Research found children are increasingly likely to be watching their favourite shows like The Tweenies (pictured) on a PC or tablet

Research found children are increasingly likely to be watching their favourite shows like The Tweenies (pictured) on a PC or tablet

First published in News
Last updated

It used to be Blue Peter, Bagpuss, Andy Pandy and Cracker Jack on small living room television sets watched by the whole family.

But a new report on changing viewing habits among the younger generation shows increasing numbers of children are just as likely to be watching their favourite shows on a PC or tablet.

TV Licensing found that children spend an average of two hours and 23 minutes every day watching television – less than the average adult at over three hours.
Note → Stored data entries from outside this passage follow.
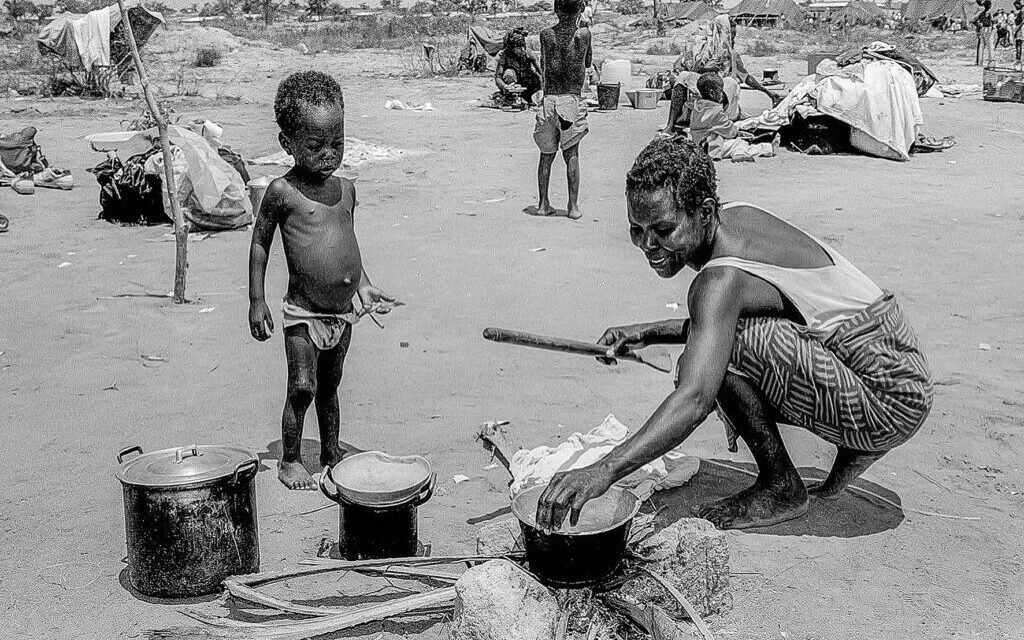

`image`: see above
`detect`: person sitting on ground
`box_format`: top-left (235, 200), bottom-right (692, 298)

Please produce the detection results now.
top-left (530, 0), bottom-right (592, 220)
top-left (494, 27), bottom-right (543, 106)
top-left (663, 15), bottom-right (782, 137)
top-left (534, 138), bottom-right (933, 531)
top-left (249, 71), bottom-right (398, 490)
top-left (689, 72), bottom-right (775, 162)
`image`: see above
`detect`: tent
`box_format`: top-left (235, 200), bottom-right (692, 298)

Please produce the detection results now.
top-left (37, 0), bottom-right (163, 73)
top-left (662, 1), bottom-right (720, 23)
top-left (730, 0), bottom-right (806, 27)
top-left (458, 25), bottom-right (504, 72)
top-left (837, 0), bottom-right (889, 22)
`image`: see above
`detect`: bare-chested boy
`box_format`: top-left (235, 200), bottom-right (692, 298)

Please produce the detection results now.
top-left (531, 0), bottom-right (592, 220)
top-left (248, 71), bottom-right (396, 490)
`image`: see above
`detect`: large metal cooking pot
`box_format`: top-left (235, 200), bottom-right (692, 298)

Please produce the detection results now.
top-left (511, 484), bottom-right (641, 588)
top-left (115, 444), bottom-right (260, 598)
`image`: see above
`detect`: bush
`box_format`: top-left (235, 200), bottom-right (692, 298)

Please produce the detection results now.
top-left (747, 37), bottom-right (778, 56)
top-left (55, 0), bottom-right (107, 12)
top-left (646, 39), bottom-right (680, 55)
top-left (194, 46), bottom-right (222, 66)
top-left (4, 0), bottom-right (36, 20)
top-left (615, 0), bottom-right (643, 15)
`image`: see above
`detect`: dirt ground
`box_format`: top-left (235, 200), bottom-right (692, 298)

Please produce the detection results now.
top-left (1, 24), bottom-right (1023, 640)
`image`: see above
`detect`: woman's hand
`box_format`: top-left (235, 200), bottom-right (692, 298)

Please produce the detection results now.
top-left (535, 464), bottom-right (616, 532)
top-left (596, 323), bottom-right (655, 364)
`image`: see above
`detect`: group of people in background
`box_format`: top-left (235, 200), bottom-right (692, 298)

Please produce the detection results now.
top-left (972, 0), bottom-right (1024, 68)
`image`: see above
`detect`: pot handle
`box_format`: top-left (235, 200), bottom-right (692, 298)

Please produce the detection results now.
top-left (116, 445), bottom-right (143, 464)
top-left (412, 473), bottom-right (437, 507)
top-left (319, 464), bottom-right (344, 504)
top-left (232, 459), bottom-right (258, 484)
top-left (174, 445), bottom-right (200, 463)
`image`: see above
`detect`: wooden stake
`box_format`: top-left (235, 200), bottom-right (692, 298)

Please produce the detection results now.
top-left (114, 0), bottom-right (188, 303)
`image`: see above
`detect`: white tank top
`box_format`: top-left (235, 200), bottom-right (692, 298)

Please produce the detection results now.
top-left (701, 202), bottom-right (884, 333)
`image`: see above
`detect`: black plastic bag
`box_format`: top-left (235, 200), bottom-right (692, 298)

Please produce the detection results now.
top-left (89, 148), bottom-right (171, 226)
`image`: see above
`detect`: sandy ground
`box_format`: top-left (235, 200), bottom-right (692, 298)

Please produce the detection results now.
top-left (1, 26), bottom-right (1023, 640)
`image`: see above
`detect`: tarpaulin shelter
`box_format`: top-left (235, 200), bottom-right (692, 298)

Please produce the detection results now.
top-left (730, 0), bottom-right (806, 27)
top-left (458, 24), bottom-right (504, 72)
top-left (662, 1), bottom-right (720, 24)
top-left (37, 0), bottom-right (163, 75)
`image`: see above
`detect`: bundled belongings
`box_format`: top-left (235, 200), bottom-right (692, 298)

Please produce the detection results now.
top-left (835, 41), bottom-right (939, 97)
top-left (736, 59), bottom-right (925, 161)
top-left (88, 149), bottom-right (169, 226)
top-left (1, 127), bottom-right (76, 195)
top-left (86, 125), bottom-right (253, 231)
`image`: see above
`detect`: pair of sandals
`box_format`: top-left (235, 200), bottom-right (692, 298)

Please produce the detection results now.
top-left (911, 135), bottom-right (957, 153)
top-left (1, 167), bottom-right (74, 194)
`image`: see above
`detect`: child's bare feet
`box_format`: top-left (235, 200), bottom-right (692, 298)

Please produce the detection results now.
top-left (567, 204), bottom-right (582, 220)
top-left (321, 442), bottom-right (362, 470)
top-left (279, 460), bottom-right (317, 490)
top-left (535, 201), bottom-right (558, 216)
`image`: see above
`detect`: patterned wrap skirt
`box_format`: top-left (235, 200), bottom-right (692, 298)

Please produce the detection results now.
top-left (717, 293), bottom-right (934, 452)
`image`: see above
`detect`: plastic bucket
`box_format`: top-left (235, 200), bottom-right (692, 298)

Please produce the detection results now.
top-left (597, 83), bottom-right (621, 110)
top-left (633, 88), bottom-right (659, 109)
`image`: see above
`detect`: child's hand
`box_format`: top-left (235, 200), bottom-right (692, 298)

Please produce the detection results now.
top-left (249, 300), bottom-right (275, 341)
top-left (357, 285), bottom-right (398, 315)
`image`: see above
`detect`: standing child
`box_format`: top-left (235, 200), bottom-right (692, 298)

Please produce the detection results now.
top-left (248, 71), bottom-right (397, 490)
top-left (531, 0), bottom-right (592, 220)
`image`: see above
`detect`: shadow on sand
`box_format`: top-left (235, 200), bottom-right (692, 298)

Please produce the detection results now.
top-left (649, 458), bottom-right (904, 538)
top-left (259, 438), bottom-right (361, 476)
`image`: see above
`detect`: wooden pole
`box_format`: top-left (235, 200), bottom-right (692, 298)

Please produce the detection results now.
top-left (115, 0), bottom-right (189, 303)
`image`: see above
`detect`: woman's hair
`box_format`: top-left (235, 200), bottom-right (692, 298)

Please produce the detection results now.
top-left (503, 27), bottom-right (528, 52)
top-left (625, 138), bottom-right (718, 215)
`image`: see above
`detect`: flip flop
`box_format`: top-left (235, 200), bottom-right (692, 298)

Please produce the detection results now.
top-left (11, 176), bottom-right (35, 195)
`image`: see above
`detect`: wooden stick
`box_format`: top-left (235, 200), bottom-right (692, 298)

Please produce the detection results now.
top-left (643, 568), bottom-right (715, 640)
top-left (163, 587), bottom-right (456, 640)
top-left (228, 554), bottom-right (518, 589)
top-left (115, 0), bottom-right (188, 304)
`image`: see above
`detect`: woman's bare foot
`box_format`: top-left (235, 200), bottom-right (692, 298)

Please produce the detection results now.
top-left (279, 460), bottom-right (317, 490)
top-left (696, 475), bottom-right (808, 530)
top-left (806, 481), bottom-right (845, 500)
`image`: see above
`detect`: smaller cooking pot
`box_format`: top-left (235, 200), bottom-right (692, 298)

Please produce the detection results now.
top-left (319, 454), bottom-right (436, 560)
top-left (511, 484), bottom-right (641, 588)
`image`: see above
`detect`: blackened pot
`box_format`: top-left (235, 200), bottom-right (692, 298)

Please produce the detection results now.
top-left (116, 445), bottom-right (260, 598)
top-left (511, 484), bottom-right (640, 588)
top-left (320, 464), bottom-right (435, 560)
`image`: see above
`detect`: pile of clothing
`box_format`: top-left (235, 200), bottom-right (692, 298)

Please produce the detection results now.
top-left (86, 120), bottom-right (252, 230)
top-left (0, 127), bottom-right (75, 196)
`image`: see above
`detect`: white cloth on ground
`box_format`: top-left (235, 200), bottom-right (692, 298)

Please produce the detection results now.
top-left (508, 414), bottom-right (700, 500)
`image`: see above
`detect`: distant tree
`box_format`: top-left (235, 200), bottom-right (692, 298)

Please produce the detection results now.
top-left (380, 0), bottom-right (402, 10)
top-left (615, 0), bottom-right (642, 14)
top-left (35, 2), bottom-right (52, 18)
top-left (306, 0), bottom-right (329, 17)
top-left (4, 0), bottom-right (37, 20)
top-left (409, 0), bottom-right (433, 12)
top-left (533, 0), bottom-right (550, 10)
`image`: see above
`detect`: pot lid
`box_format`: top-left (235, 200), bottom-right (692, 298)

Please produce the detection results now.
top-left (511, 484), bottom-right (641, 536)
top-left (330, 451), bottom-right (432, 507)
top-left (116, 444), bottom-right (257, 487)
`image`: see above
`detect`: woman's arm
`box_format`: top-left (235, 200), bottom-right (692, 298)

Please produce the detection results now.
top-left (535, 268), bottom-right (744, 530)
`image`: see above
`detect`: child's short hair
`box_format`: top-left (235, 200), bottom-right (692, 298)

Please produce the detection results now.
top-left (697, 72), bottom-right (725, 103)
top-left (625, 138), bottom-right (718, 215)
top-left (555, 0), bottom-right (584, 16)
top-left (274, 71), bottom-right (345, 136)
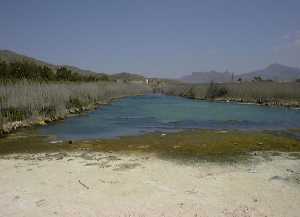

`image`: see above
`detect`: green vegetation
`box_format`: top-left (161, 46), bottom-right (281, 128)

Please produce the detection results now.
top-left (87, 130), bottom-right (300, 161)
top-left (1, 130), bottom-right (299, 162)
top-left (0, 59), bottom-right (108, 82)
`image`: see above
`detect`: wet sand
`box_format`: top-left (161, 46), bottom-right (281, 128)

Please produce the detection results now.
top-left (0, 152), bottom-right (300, 217)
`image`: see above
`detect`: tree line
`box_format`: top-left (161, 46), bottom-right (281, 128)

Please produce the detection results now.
top-left (0, 59), bottom-right (109, 82)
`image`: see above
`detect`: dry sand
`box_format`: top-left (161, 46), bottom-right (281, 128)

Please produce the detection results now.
top-left (0, 152), bottom-right (300, 217)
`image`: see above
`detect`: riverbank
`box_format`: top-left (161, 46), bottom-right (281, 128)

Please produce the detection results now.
top-left (156, 81), bottom-right (300, 109)
top-left (196, 97), bottom-right (300, 109)
top-left (0, 81), bottom-right (152, 136)
top-left (0, 96), bottom-right (120, 135)
top-left (173, 94), bottom-right (300, 109)
top-left (1, 151), bottom-right (300, 217)
top-left (1, 129), bottom-right (300, 216)
top-left (1, 129), bottom-right (300, 160)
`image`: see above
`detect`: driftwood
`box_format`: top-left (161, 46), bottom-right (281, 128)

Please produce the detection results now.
top-left (78, 180), bottom-right (89, 189)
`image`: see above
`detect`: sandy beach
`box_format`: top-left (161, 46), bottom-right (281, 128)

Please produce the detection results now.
top-left (0, 152), bottom-right (299, 217)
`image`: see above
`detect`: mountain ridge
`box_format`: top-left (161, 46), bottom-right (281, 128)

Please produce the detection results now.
top-left (240, 63), bottom-right (300, 81)
top-left (0, 49), bottom-right (105, 76)
top-left (181, 63), bottom-right (300, 83)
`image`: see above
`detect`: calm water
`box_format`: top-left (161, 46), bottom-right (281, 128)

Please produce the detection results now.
top-left (39, 95), bottom-right (300, 139)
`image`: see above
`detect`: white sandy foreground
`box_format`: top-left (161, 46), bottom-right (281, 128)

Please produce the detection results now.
top-left (0, 152), bottom-right (300, 217)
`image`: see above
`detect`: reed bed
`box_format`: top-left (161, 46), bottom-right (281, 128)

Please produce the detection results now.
top-left (223, 82), bottom-right (300, 101)
top-left (159, 81), bottom-right (300, 103)
top-left (0, 81), bottom-right (151, 129)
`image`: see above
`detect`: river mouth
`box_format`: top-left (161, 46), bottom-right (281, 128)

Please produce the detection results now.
top-left (37, 95), bottom-right (300, 140)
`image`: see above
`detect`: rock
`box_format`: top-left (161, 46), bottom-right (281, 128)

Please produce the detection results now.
top-left (269, 175), bottom-right (288, 182)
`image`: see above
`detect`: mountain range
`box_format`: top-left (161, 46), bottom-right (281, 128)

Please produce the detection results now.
top-left (2, 49), bottom-right (300, 83)
top-left (181, 64), bottom-right (300, 83)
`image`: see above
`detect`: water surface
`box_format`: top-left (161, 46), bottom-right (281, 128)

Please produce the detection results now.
top-left (39, 95), bottom-right (300, 139)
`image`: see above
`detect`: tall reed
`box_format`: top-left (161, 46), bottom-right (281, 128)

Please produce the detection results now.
top-left (159, 81), bottom-right (300, 102)
top-left (0, 81), bottom-right (151, 128)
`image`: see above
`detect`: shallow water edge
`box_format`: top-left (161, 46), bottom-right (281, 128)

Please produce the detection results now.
top-left (1, 129), bottom-right (300, 163)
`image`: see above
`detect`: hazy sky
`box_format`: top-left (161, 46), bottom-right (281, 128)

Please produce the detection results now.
top-left (1, 0), bottom-right (300, 78)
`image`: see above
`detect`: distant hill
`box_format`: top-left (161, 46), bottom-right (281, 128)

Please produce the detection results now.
top-left (0, 49), bottom-right (56, 68)
top-left (0, 50), bottom-right (147, 81)
top-left (181, 70), bottom-right (234, 83)
top-left (181, 64), bottom-right (300, 83)
top-left (240, 64), bottom-right (300, 82)
top-left (0, 49), bottom-right (105, 77)
top-left (110, 72), bottom-right (145, 81)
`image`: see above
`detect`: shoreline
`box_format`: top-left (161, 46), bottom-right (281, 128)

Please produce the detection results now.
top-left (182, 96), bottom-right (300, 109)
top-left (1, 129), bottom-right (300, 160)
top-left (1, 151), bottom-right (299, 217)
top-left (0, 94), bottom-right (145, 137)
top-left (1, 93), bottom-right (300, 138)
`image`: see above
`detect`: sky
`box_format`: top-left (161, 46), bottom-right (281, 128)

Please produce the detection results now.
top-left (0, 0), bottom-right (300, 78)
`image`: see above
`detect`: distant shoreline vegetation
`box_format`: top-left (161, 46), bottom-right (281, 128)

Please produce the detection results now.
top-left (155, 80), bottom-right (300, 107)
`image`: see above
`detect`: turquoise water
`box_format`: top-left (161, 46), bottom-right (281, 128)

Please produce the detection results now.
top-left (40, 95), bottom-right (300, 139)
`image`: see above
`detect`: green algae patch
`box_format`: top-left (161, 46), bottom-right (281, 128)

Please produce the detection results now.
top-left (0, 130), bottom-right (75, 155)
top-left (1, 129), bottom-right (300, 162)
top-left (81, 130), bottom-right (300, 162)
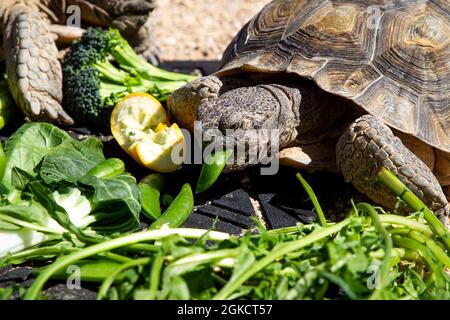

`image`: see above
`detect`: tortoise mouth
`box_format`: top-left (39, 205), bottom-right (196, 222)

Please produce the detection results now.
top-left (197, 124), bottom-right (281, 172)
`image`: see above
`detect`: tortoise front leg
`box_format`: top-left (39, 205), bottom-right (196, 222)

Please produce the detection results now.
top-left (3, 3), bottom-right (73, 124)
top-left (336, 114), bottom-right (449, 223)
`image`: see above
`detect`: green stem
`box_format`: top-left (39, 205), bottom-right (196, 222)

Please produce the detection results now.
top-left (121, 243), bottom-right (161, 254)
top-left (140, 78), bottom-right (190, 92)
top-left (425, 238), bottom-right (450, 268)
top-left (97, 258), bottom-right (151, 300)
top-left (140, 63), bottom-right (197, 82)
top-left (95, 60), bottom-right (129, 84)
top-left (406, 231), bottom-right (450, 268)
top-left (377, 167), bottom-right (450, 250)
top-left (100, 252), bottom-right (133, 264)
top-left (24, 228), bottom-right (229, 300)
top-left (213, 218), bottom-right (351, 300)
top-left (354, 203), bottom-right (393, 300)
top-left (169, 249), bottom-right (240, 269)
top-left (378, 214), bottom-right (433, 236)
top-left (266, 224), bottom-right (315, 236)
top-left (148, 250), bottom-right (164, 300)
top-left (0, 214), bottom-right (63, 236)
top-left (0, 243), bottom-right (77, 266)
top-left (111, 42), bottom-right (196, 82)
top-left (296, 173), bottom-right (327, 227)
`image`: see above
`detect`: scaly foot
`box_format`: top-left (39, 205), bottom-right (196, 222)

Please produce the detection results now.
top-left (337, 114), bottom-right (449, 222)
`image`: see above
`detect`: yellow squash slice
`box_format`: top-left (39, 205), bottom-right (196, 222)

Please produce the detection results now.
top-left (111, 93), bottom-right (185, 172)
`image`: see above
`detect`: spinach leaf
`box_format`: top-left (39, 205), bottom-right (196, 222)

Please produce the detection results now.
top-left (11, 167), bottom-right (35, 190)
top-left (2, 123), bottom-right (72, 187)
top-left (38, 138), bottom-right (104, 184)
top-left (77, 175), bottom-right (140, 232)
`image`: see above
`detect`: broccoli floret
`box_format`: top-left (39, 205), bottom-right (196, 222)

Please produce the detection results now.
top-left (63, 28), bottom-right (196, 127)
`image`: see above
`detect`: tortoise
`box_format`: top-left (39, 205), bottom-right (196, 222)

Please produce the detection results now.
top-left (168, 0), bottom-right (449, 222)
top-left (0, 0), bottom-right (155, 125)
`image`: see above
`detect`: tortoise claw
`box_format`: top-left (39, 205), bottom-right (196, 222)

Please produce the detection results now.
top-left (48, 24), bottom-right (84, 46)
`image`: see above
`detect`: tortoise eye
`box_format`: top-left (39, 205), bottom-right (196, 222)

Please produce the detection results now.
top-left (228, 123), bottom-right (240, 130)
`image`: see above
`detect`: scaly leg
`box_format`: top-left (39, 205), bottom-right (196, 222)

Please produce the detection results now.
top-left (336, 114), bottom-right (449, 223)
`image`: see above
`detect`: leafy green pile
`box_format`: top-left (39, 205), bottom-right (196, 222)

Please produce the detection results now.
top-left (0, 123), bottom-right (448, 300)
top-left (1, 173), bottom-right (448, 300)
top-left (0, 122), bottom-right (141, 258)
top-left (14, 205), bottom-right (449, 300)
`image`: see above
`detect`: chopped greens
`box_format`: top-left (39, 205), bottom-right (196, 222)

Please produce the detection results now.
top-left (22, 207), bottom-right (450, 300)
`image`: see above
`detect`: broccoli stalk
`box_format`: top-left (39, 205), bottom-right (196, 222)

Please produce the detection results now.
top-left (96, 59), bottom-right (187, 96)
top-left (63, 28), bottom-right (196, 127)
top-left (107, 29), bottom-right (197, 82)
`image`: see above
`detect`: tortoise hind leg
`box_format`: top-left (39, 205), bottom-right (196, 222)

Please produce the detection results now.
top-left (336, 114), bottom-right (449, 223)
top-left (3, 3), bottom-right (73, 124)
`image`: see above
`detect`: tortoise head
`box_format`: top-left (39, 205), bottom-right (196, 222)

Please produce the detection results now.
top-left (168, 76), bottom-right (301, 171)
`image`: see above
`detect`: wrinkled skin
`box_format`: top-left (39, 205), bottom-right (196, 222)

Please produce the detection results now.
top-left (0, 0), bottom-right (154, 125)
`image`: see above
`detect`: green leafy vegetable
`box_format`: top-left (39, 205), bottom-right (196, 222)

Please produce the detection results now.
top-left (2, 122), bottom-right (72, 187)
top-left (77, 175), bottom-right (141, 232)
top-left (38, 138), bottom-right (104, 184)
top-left (1, 135), bottom-right (448, 302)
top-left (0, 123), bottom-right (141, 259)
top-left (22, 206), bottom-right (450, 300)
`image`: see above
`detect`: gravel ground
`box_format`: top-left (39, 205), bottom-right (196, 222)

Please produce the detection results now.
top-left (150, 0), bottom-right (271, 62)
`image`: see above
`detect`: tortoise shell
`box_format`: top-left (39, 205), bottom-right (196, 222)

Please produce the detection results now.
top-left (218, 0), bottom-right (449, 153)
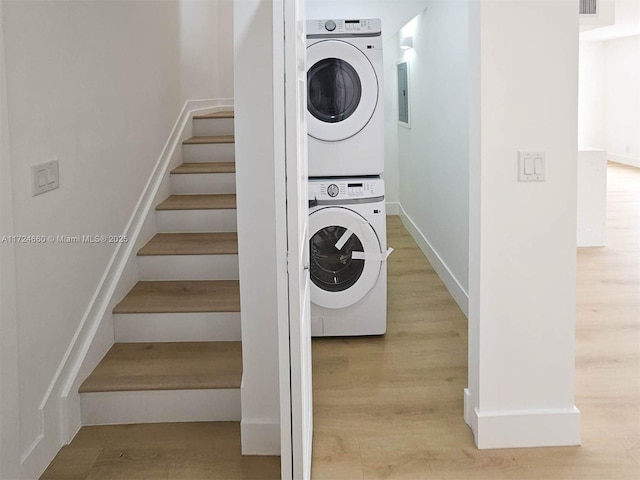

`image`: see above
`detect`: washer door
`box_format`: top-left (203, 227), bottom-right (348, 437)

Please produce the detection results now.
top-left (309, 207), bottom-right (382, 309)
top-left (307, 40), bottom-right (379, 142)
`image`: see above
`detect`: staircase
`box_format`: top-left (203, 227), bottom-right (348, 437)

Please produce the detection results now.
top-left (79, 110), bottom-right (242, 425)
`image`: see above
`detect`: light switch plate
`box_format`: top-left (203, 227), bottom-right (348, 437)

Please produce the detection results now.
top-left (518, 151), bottom-right (545, 182)
top-left (32, 159), bottom-right (60, 196)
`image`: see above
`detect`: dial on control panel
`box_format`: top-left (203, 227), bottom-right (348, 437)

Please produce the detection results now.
top-left (327, 184), bottom-right (339, 197)
top-left (324, 20), bottom-right (336, 31)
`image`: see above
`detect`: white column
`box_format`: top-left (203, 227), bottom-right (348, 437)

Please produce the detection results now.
top-left (234, 0), bottom-right (282, 455)
top-left (466, 0), bottom-right (581, 449)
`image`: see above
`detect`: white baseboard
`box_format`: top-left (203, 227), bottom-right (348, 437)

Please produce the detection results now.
top-left (386, 201), bottom-right (400, 215)
top-left (397, 205), bottom-right (469, 317)
top-left (609, 153), bottom-right (640, 168)
top-left (465, 398), bottom-right (581, 449)
top-left (20, 99), bottom-right (234, 479)
top-left (241, 420), bottom-right (281, 455)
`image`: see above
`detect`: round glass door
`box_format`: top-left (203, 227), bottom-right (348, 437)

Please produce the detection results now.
top-left (309, 207), bottom-right (382, 309)
top-left (310, 225), bottom-right (365, 292)
top-left (307, 40), bottom-right (379, 142)
top-left (308, 59), bottom-right (362, 124)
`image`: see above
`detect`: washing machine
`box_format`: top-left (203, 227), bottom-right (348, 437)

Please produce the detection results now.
top-left (307, 18), bottom-right (384, 177)
top-left (309, 177), bottom-right (391, 336)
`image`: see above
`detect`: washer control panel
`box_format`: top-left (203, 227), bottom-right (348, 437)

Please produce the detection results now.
top-left (307, 18), bottom-right (382, 36)
top-left (309, 177), bottom-right (384, 202)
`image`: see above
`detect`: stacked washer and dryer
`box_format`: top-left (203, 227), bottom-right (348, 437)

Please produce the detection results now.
top-left (307, 18), bottom-right (391, 337)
The report found that almost half of all children aged five to 15 use a PC or tablet to watch TV.

And although 98 per cent still spend time sitting in front of the traditional living room television set,
the use of tablets at home has tripled.

Will Brenton, co-creator of The Tweenies and a producer at Elstree Studios-based Wish Films, believes children’s television has a positive role, no matter which platform it is viewed on.

He said: “Without even realising it children's television plays a huge positive role in our formative years as we're growing up. We make real emotional connections with the characters and their stories - connections that last through our entire adult lives.

“We can all remember what programmes had an effect on us when we were children, and inevitably children want to watch their programmes as soon as they are shown on TV.

“When we created The Tweenies, it was crucial that we created characters children recognised from their world, so we could entertain and enlighten them about their lives and experiences – whilst all the time making them laugh and expanding their imaginative boundaries.

“Naturally the programmes and characters will change, but children will always want to watch programmes specifically made for them for many years to come.”